Some high schools, particularly in urban areas, offer work experience to help students in career decisions. Copley High School in Boston has a program in which 50 students receive credit by interning in such areas as early childhood education, food service, business and office skills, carpentry, landscaping, government, and communications.
"We have one girl here who wants to work with deaf children," says Copley High School program director Jim Henderson. "She take sign language at Northeastern University in the morning, comes here for several classes, and then interns of Jackson Mann Community School [for the deaf] in Boston. That's the ideal situation."
Mr. Henderson likes interning because it doesn't lock the student in a job, but it does allow them to see what "the real world" is about. And students develop skills that they need before they hit the actual job market.
Not all interns find their jobs through school. Penny Schmidt was interviewing a gallery owner to talk about the art field. He told her there are two ways she could break into gallery work -- either as a secretary or an intern. She chose the latter.
She spent time at the reception desk, was included in customer consultations, went to auctions, helped with inventory, and did an independent photography project.
Businesses can also benefit from internships. Chuck Heinrich of McCann-Erickson, an advertising firm, works with unpaid interns from the University of Washington in Seattle.

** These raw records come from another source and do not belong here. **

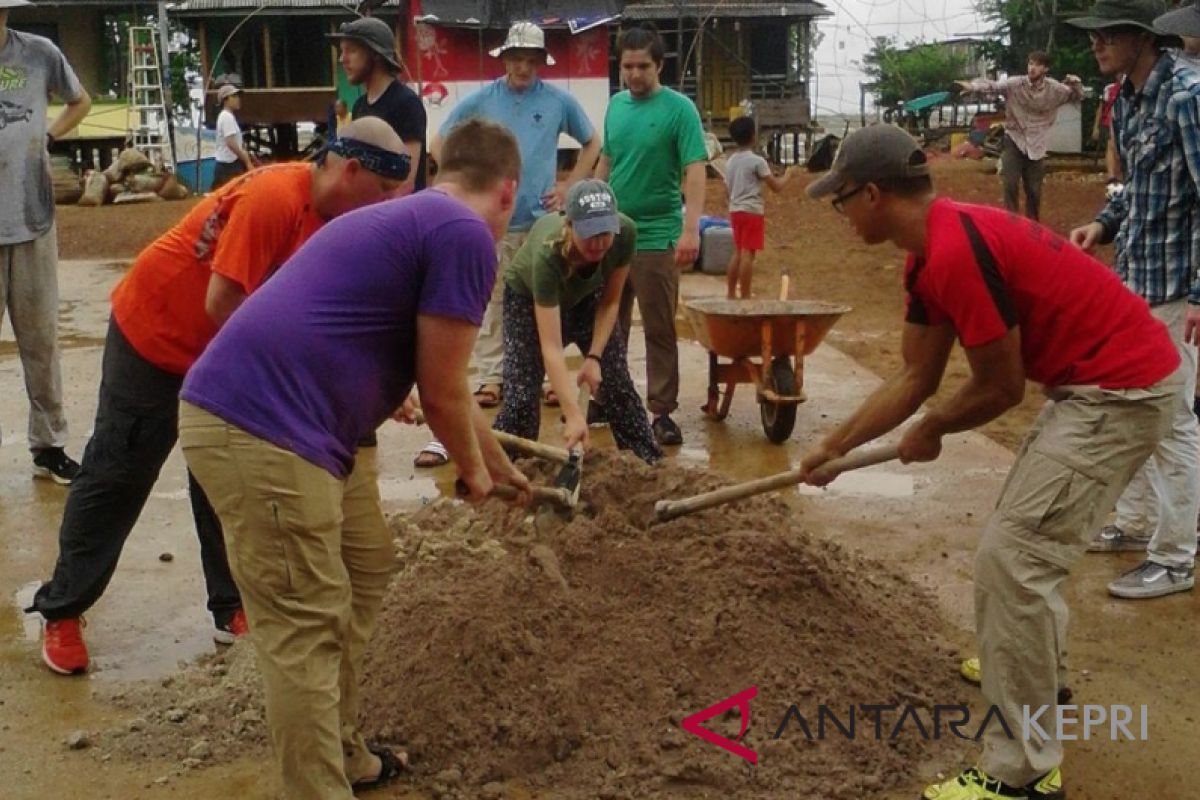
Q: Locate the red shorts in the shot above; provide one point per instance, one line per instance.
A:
(748, 230)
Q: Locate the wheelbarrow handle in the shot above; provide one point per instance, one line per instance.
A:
(666, 510)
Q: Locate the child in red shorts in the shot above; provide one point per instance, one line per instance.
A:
(745, 172)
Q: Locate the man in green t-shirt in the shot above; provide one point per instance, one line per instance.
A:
(654, 142)
(564, 287)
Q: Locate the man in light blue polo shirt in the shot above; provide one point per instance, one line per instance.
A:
(537, 113)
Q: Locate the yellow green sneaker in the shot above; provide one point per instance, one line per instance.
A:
(975, 785)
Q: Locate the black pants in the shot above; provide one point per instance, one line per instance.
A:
(1018, 168)
(225, 172)
(523, 371)
(136, 428)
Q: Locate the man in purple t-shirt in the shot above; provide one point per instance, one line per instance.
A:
(310, 364)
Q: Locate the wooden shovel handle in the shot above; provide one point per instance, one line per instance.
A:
(540, 493)
(531, 447)
(665, 510)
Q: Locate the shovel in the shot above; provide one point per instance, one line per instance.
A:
(665, 510)
(531, 447)
(570, 477)
(541, 494)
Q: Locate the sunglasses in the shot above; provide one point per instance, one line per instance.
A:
(839, 200)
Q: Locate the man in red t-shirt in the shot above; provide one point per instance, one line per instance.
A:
(166, 310)
(1025, 305)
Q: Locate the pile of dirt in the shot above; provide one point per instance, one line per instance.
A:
(207, 714)
(565, 654)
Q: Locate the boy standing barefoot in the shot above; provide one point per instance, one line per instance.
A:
(744, 175)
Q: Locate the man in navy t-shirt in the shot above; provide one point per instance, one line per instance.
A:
(323, 354)
(367, 54)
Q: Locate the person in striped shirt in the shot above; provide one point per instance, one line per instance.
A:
(1155, 226)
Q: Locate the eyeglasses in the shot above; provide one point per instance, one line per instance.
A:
(1109, 36)
(839, 200)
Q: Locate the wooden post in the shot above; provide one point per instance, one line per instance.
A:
(267, 56)
(700, 68)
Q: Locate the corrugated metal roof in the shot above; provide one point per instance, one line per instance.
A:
(501, 13)
(192, 6)
(661, 10)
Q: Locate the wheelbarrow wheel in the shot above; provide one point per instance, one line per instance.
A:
(779, 419)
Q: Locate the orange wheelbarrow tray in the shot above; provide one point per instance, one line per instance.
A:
(766, 342)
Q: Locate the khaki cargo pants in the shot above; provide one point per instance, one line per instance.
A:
(312, 557)
(487, 358)
(1078, 457)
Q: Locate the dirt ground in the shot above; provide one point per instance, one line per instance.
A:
(921, 523)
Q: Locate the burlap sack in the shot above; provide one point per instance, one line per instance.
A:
(95, 190)
(173, 190)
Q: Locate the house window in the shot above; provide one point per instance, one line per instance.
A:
(768, 55)
(300, 54)
(244, 54)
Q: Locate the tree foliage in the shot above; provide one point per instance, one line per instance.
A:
(901, 73)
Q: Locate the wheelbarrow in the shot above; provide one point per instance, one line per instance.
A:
(766, 342)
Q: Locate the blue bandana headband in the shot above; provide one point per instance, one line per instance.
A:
(382, 162)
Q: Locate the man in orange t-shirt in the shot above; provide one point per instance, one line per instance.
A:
(167, 308)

The Washington students collect data, do some primary research, and work under supervision in the creative department. They receive course credit, although the advertising company doesn't use the students' work. Mr. Heinrich finds internships are a good way to keep tabs on the quality level of students and what the accademic programs are offering. And it helps in recruiting.
Not all internships are successful. Some companies just want free labor, giving eager interns work that no one else wants to do, says Mr. Henderson. And some interns are not entirely committed or only want to do "important" jobs. They end up being more work to a business than they are worth.
Applying for an internship is very similar to job hunting. It often involves applications, interviews, letters of recommendations, grade transcripts, and a short essay. Businesses look for background, commitment, skills, and maturity.
Persons who initiate an internship should write to a person at a company or organization, either in the personnel department or in a specific department. For example, "future politicians" who want to work in government should write their congressmen or senators, explaining their interests and asking about internships.